I'm a big fan of Ruby's Enumerable#partition method. It's very functional, and comes in quite handy. Here's the basic deal: it takes a block and returns two Arrays. The first of which contains all elements for which the block is truthy, and the second of which contains all elements for which the block is false. Here's some code that more-or-less duplicates how it works:


module Enumerable

def my_partition(&block)
return select(&block), reject(&block)
end

end


It returns a comma-separated list, so you can pull the returned values out into two separate Arrays, use the * operator to cram them together, what have you.



Before


Here's some Rails code in its initial quick 'n dirty state. One of the models in the app is called Enrollment, and restore_previous_state! is basically an undo method for some operations on enrollments. Methods run earlier in this app either set the ready_for_review boolean flag to true, or autovivified some enrollments entirely. So this takes in some enrollments, destroys them if they were autovivified, and just marks those that it didn't create itself as unready.

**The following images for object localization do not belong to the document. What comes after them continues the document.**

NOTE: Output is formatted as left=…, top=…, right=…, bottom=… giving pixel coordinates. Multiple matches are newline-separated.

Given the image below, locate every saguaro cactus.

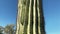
left=16, top=0, right=46, bottom=34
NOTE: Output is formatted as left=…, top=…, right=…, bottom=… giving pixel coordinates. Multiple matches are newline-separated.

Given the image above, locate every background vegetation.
left=0, top=24, right=16, bottom=34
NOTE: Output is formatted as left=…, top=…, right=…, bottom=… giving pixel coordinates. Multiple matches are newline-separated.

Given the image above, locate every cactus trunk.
left=16, top=0, right=46, bottom=34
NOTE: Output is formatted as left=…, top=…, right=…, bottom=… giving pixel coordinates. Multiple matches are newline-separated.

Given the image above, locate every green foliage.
left=4, top=24, right=15, bottom=34
left=0, top=26, right=4, bottom=34
left=0, top=24, right=16, bottom=34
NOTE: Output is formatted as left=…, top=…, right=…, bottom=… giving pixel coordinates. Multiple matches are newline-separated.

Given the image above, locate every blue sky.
left=0, top=0, right=60, bottom=34
left=0, top=0, right=17, bottom=27
left=43, top=0, right=60, bottom=34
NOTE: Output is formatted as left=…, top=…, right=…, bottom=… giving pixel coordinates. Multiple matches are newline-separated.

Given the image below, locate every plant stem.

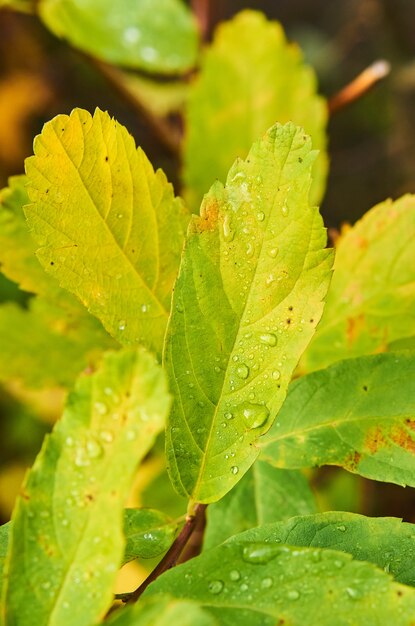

I also wanted to keep track of how many changes of each type were done, for reporting purposes. Hence the += 1 counter operations. Then I spit out the results Hash at the end to know what I did. I think this version is fairly procedural for Ruby code, at least for my usual style. That's not necessarily bad, although I do prefer the changes below.


def restore_previous_state!(enrollments_to_modify)
results = { :reset => 0, :destroyed => 0 }
enrollments_to_modify.each do |e|
if e.autovivified?
e.destroy
results[:destroyed] += 1
else
e.ready_for_review = false
e.save
results[:reset] += 1
end
end
results
end



After


Here's the same method after some functionally-oriented refactorings that use the partition method.


def restore_previous_state!(enrollments_to_modify)
to_destroy, to_reset = enrollments_to_modify.partition(&:autovivified?)
to_destroy.map(&:destroy)
to_reset.map { |e| e.ready_for_review = false; e.save }
{ :reset => to_reset.size, :destroyed => to_destroy.size }
end


In the new version, I partition the enrollments based on whether or not they were autovivified, because (as we already know) my method has to behave quite differently in each case. Then I just map the destroy operation onto all the enrollments that I should destroy, and a combined unready & save for the others. Since to_destroy still exists in memory after the destroy operations (it just had its database records deleted), I can still get its size. And of course to_reset is still around, just with some readiness changes.

Presto, spit out an anonymous Hash reporting how many changes of each type, and the external behavior of the method stays entirely the same, which is as it should be for a refactoring. The new version trims some lines (14 -> 6), and I also find it more readable.




Elsewhere, the app goes even further with partition. I won't explain this in as much detail, because if you followed the stuff above, this should be fairly clear as an additional example.

One curious thing about this is that it uses a state-changing operation (save) as the partitioning condition, so it becomes a try to save, and separate based on whether or not it worked composite operation. Also, since I only need to keep counts, I immediately map the size method onto each sub-Array that comes out of partition.

My co-worker Jim calls this sort of code dense. I prefer compact. He assures me that he was just teasing me.


def save_cleanup_and_report!(post_delayed_rules_to_save, rejected_potentials)
ready_to_save, invalid_for_saving = post_delayed_rules_to_save.partition(&:valid?)
actually_saved_count, failed_save_count = ready_to_save.partition(&:save).map(&:size)
invalid_for_saving.map(&:destroy)
rejected_potentials.map { |e| e.ready_for_review = false; e.save! }
[actually_saved_count, (rejected_potentials.size + failed_save_count)]
end


I apologize for the pun in the title, of course.